A parade of witnesses tried to establish insanity in Jack’s behavior. C. J. Kegel of Tyrone, who had hired Jack as a clerk, had fired him because of mental instability. In particular he told a story that Jack had ran into the store and asked to be released because he had just agreed to leave at once for Australia with a man he had met. John Wigton of Franklinville reported that Jack liked to wear his working clothes on Sunday and his best suit on Monday, among other peculiarities. James Morrow of Tyrone reported that once he and Anson Laporte took Jack back to Anson’s room at the Eagle Hotel in Tyrone and that Jack, who was drunk, broke the lock on the door in trying to get out. But the next morning he didn’t remember anything about it. Minnie Waddle and Dr. Piper both testified about occasions when Jack seemed dazed and confused but not drunk.
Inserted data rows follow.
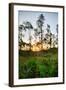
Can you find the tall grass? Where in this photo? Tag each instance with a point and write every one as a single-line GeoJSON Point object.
{"type": "Point", "coordinates": [38, 66]}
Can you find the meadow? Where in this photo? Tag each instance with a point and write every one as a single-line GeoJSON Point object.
{"type": "Point", "coordinates": [40, 64]}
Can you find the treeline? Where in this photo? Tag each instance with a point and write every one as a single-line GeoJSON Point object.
{"type": "Point", "coordinates": [39, 35]}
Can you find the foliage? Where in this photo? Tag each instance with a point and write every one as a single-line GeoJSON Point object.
{"type": "Point", "coordinates": [45, 65]}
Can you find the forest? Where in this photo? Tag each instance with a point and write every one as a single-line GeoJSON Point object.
{"type": "Point", "coordinates": [38, 56]}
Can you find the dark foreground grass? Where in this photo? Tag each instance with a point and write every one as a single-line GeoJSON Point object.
{"type": "Point", "coordinates": [38, 64]}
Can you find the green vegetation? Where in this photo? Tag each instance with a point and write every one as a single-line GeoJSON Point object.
{"type": "Point", "coordinates": [38, 64]}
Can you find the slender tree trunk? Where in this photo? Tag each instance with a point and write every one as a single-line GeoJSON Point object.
{"type": "Point", "coordinates": [41, 39]}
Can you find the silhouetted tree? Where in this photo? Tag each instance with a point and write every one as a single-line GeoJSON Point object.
{"type": "Point", "coordinates": [49, 35]}
{"type": "Point", "coordinates": [29, 26]}
{"type": "Point", "coordinates": [40, 23]}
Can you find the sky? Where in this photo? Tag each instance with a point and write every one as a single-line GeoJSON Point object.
{"type": "Point", "coordinates": [51, 18]}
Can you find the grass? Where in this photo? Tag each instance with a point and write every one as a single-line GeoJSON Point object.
{"type": "Point", "coordinates": [38, 64]}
On one of these he said to Minnie, “What is the use in our living? We had both better be dead.”

At the same time the defense tried to show that Jack had a good reputation. W. Fisk Conrad Esq. of Tyrone testified that he had known Jack since he was ten years old and had always considered him a model citizen. James Shultz, manager of the Shoenberger mines, testified that LaPorte had an excellent reputation at the mines, while Irvin was quarrelsome and had been discharged three times for disobeying orders.

After ten hours of summation by the lawyers on both sides, the judge gave his charge to the jury, regarded on both sides as a fair charge. The jury retired, with an injunction from the judge not to leave their room until they had reached a verdict. Not surprisingly, the court house bell rang soon after to indicate that the verdict was reached. “Hundreds rushed pell-mell through the streets and filled the temple of justice. In seven minutes the large room was packed from pit to dome by old and young, and many were unable to gain admission.” The jury filed in and the foreman Mr. J. C. Dunkle returned the verdict of guilty of murder in the second degree, a verdict which was accepted as fair by the people.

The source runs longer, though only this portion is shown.